15th Annual Conference of the International Speech Communication Association

September 14-18, 2014

Variable Span Disfluency Detection in ASR Transcripts

Rahul Gupta (1), Sankaranarayanan Ananthakrishnan (2), Zhaojun Yang (1), Shrikanth S. Narayanan (1)

(1) University of Southern California, USA
(2) Raytheon BBN Technologies, USA

Natural conversations often involve disfluencies in the form of revisions, repetitions, interjections, filled pauses and such. This paper focuses on word/phrase repetitions and revisions that are lexically well formed. These are generally captured by an ASR but pose problems to downstream processing such as spoken language translation (SLT).

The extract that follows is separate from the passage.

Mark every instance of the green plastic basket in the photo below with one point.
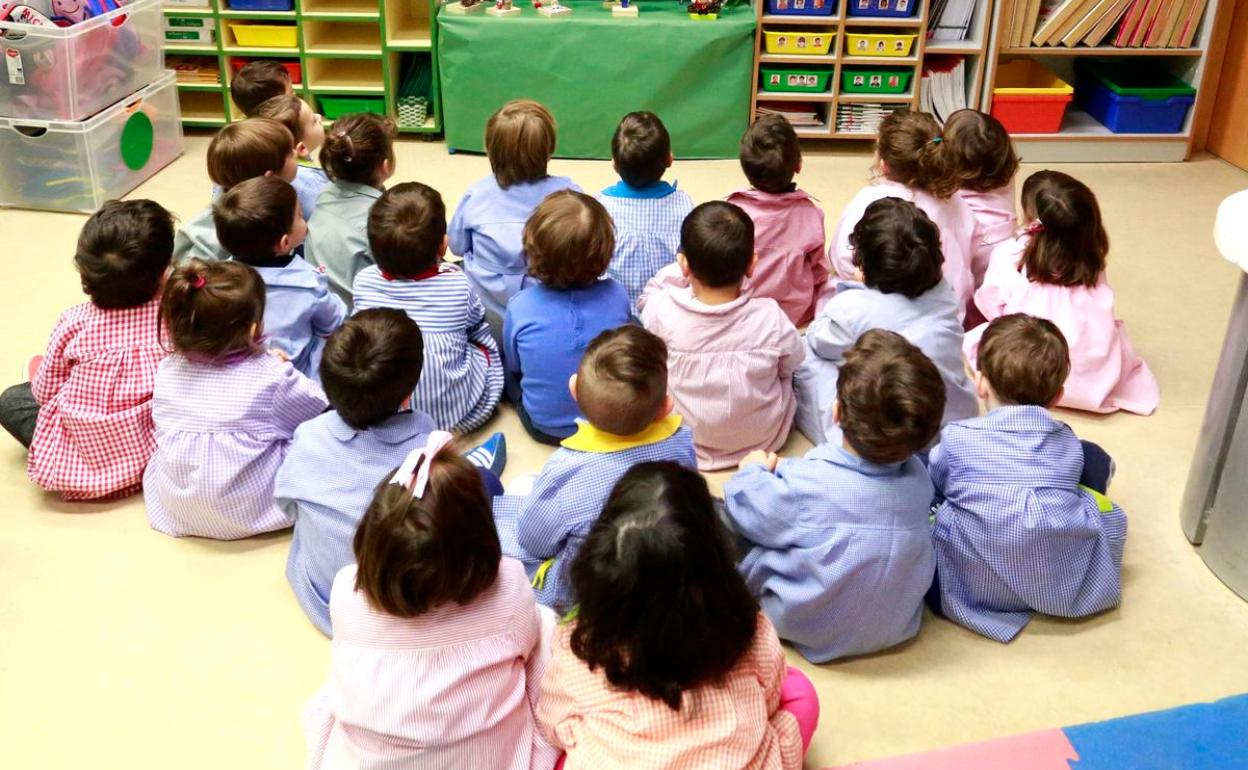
(795, 80)
(875, 80)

We describe a system to identify such word level disfluencies with a goal towards removing them in real time from the automatic recognition (ASR) system output. We use a span based training system to utilize the contextual information while tagging disfluencies. We design our system on the oracle transcripts and test them on both reference and ASR transcripts. We achieve an area under the receiver operating characteristics (ROC) curve for word level disfluency detection of .93 and .87 for the reference and the ASR transcripts respectively.

Full Paper

Bibliographic reference.  Gupta, Rahul / Ananthakrishnan, Sankaranarayanan / Yang, Zhaojun / Narayanan, Shrikanth S. (2014): "Variable Span disfluency detection in ASR transcripts", In INTERSPEECH-2014, 2892-2896.